El miedo misógino a la movilidad independiente y no supervisada de las mujeres fue el mismo miedo y la misma ira que se reflejaba en el cuento de Caperucita Roja, en la pornografía victoriana sobre violaciones justo antes de la aparición de Jack el Destripador y en la fijación en aumento con las chicas de servicio jóvenes y solteras y con las prostitutas en el siglo XIX que se describe en capítulos anteriores. Combínese la Gran Depresión, que destruyó cientos de miles de familias, los horrores de la guerra más sangrienta de la historia, el temor, durante la Guerra Fría, a la aniquilación por armas nucleares de la década de 1950, la destrucción de florecientes comunidades minoritarias con las «renovaciones» urbanas, la quiebra de los viejos y tradicionales valores patriarcales en los años 60, la primera derrota de Estados Unidos en una guerra (Vietnam) y una masa en aumento de la clase desposeída de los «menos muertos», a la que era posible victimizar, y surgirán ciertos niños que «se transformarán» de zombis infectados en asesinos en serie a medida que se acerquen al final de su veintena de edad, entre 1970 y 1990.
Aunque desde luego esas revistas y aquellas imágenes no «hicieron» a los asesinos en serie, sin duda reflejaron un imperativo cultural colectivo de misoginia que estandarizó las fantasías de secuestro, violación, tortura y asesinato de mujeres.

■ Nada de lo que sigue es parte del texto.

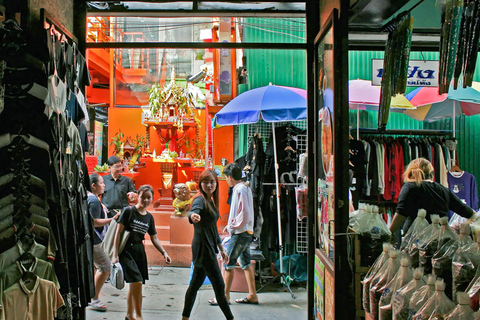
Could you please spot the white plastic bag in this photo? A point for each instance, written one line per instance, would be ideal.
(439, 305)
(381, 260)
(431, 244)
(421, 297)
(401, 298)
(116, 276)
(383, 277)
(442, 259)
(401, 278)
(416, 244)
(418, 225)
(463, 310)
(372, 231)
(465, 262)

La enorme y amplia disponibilidad de esas revistas fue la piedra de toque de una oscura subcultura de fantasía reptiliana, los cimientos de una ecología del asesinato en serie. Estos tótems facilitaron y dieron forma a las fantasías de una minoría muy pequeña (algunos miles) de hombres peligrosamente enfermos que se sintieron empujados a hacerlas realidad obedeciendo a las presiones de fuerzas históricas y sociales disruptivas y traumáticas, unidas a sus experiencias personales.
La ruina económica de la década de 1930 y la guerra total librada en los años 40 dejó inutilizada a toda una generación de padres mientras, juntas, sembraban las semillas de la cultura de la violación en unas populares revistas de detectives que preconizaban una agresión patológica, revanchista y extraordinariamente misógina que llegó a infectar a nuestra sociedad de maneras muy reales: el diabolus in cultura detrás de la epidemia de asesinos en serie.
Como lo resumió el asesino en serie necrófilo Edmund Kemper: «Soy estadounidense y maté a estadounidenses. Soy un ser humano y maté a seres humanos; y lo hice dentro de mi sociedad».
O parafraseando la famosa cita del payaso Pogo: hemos conocido al asesino en serie y es nosotros.